Castrodad-Rodriguez, an economist and former resilience chief for the City of San Juan, believes Maria laid bare Puerto Rico’s electrical vulnerabilities.
“It’s impossible to put it into words,” she said of the 11 months the island spent in darkness. “It’s a call for a complete revolution in how we think about energy, from centralized systems to decentralized systems.” More local control of — and access to — the power infrastructure is the name of the game.
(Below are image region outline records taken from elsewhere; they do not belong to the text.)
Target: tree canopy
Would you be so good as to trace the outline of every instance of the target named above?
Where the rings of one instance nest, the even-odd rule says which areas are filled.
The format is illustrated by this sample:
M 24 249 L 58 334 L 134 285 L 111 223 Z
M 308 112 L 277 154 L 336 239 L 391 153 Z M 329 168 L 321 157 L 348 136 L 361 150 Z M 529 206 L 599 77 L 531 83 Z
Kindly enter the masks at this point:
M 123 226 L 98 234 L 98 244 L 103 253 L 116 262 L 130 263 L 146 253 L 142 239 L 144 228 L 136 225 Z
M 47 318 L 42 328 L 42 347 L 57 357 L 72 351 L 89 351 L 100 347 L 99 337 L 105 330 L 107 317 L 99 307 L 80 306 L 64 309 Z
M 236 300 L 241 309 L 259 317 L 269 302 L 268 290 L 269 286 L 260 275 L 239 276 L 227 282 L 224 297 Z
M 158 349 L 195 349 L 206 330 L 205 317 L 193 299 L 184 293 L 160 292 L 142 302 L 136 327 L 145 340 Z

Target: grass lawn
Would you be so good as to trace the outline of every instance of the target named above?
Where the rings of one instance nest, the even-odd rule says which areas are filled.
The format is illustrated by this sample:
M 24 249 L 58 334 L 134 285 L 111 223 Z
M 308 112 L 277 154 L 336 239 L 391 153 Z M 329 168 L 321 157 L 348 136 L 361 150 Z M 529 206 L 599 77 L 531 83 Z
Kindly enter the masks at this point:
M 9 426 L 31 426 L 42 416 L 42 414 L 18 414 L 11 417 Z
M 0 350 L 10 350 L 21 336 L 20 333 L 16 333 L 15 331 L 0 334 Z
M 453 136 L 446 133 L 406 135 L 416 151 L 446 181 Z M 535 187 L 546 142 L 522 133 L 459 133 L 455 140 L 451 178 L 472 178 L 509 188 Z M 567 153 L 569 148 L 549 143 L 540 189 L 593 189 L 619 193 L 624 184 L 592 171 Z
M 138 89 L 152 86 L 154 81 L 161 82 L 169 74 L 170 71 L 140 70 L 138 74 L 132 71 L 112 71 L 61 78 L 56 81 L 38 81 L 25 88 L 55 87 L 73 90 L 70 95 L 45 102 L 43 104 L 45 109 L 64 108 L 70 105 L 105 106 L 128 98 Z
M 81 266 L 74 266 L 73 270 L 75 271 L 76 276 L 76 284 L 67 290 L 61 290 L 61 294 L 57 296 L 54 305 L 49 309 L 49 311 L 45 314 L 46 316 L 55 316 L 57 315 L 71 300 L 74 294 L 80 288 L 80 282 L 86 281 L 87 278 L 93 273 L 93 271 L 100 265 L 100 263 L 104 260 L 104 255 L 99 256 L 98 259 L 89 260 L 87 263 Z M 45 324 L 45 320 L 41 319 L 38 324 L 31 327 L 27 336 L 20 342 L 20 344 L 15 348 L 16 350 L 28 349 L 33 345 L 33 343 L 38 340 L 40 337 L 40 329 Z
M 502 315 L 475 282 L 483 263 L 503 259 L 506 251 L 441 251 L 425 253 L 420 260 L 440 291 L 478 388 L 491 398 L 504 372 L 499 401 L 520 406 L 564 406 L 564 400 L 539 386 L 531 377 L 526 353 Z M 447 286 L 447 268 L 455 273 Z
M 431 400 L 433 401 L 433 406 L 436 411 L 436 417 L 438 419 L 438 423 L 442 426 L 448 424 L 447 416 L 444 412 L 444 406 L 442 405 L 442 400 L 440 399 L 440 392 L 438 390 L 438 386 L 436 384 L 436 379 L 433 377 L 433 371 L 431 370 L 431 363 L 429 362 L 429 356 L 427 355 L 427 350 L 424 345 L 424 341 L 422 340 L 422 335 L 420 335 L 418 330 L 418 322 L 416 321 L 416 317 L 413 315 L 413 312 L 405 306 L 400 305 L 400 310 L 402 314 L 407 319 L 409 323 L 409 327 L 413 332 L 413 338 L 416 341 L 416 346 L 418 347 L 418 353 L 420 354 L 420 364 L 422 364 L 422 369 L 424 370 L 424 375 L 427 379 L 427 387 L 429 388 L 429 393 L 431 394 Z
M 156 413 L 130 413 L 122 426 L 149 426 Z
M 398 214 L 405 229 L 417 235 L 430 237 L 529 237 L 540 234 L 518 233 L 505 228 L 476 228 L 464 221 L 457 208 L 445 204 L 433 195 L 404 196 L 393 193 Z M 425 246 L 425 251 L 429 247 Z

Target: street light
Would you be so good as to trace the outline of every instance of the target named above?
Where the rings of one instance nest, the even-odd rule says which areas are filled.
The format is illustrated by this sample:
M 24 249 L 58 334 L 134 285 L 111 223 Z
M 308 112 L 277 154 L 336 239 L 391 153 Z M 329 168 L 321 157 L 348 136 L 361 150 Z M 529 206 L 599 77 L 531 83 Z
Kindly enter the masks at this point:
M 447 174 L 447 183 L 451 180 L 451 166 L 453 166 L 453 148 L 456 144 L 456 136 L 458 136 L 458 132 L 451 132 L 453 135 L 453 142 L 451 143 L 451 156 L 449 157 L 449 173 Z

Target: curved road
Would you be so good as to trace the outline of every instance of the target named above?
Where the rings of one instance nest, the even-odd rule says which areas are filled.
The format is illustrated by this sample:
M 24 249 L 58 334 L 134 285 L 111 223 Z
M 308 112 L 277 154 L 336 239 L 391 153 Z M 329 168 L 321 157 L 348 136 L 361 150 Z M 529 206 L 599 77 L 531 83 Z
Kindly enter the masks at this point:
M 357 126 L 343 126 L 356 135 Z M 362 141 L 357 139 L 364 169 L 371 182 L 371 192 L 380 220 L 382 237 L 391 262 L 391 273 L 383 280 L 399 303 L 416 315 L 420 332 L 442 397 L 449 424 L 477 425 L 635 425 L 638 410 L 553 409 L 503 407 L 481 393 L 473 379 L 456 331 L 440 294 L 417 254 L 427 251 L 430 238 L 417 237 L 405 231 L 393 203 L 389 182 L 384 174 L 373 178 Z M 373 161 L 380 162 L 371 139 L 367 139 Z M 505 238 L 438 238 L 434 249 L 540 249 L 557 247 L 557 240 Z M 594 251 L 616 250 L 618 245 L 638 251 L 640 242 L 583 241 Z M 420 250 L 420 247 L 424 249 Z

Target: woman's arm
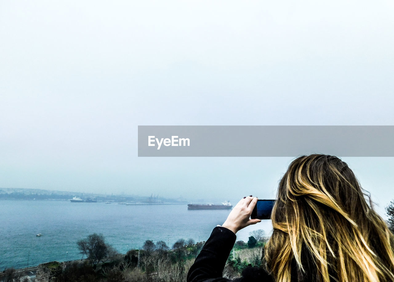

This energy revolution is driving collaboration between women, and between Puerto Ricans living on the island and the diaspora on the mainland.
“Everyone should have the option to be independent from the grid,” Roig-Morris said. “That equals resilience from the inevitable challenges ahead.”
Long-term, she explained, Resilient Power plans to emphasize training of young people in collaboration with universities on the island, and to promote an alternative-energy industry that creates jobs.
In the meantime, Castrodad-Rodriguez sees in her role an opportunity to give underrepresented communities a voice, especially women trying to break into a male-dominated industry.
“Change is about bringing new voices into the conversation about development,” she said. “The female perspective and the community perspective are about participation, inclusion and collaboration. We are uniquely positioned to transform the way we work together toward a more equitable, sustainable future for the country.”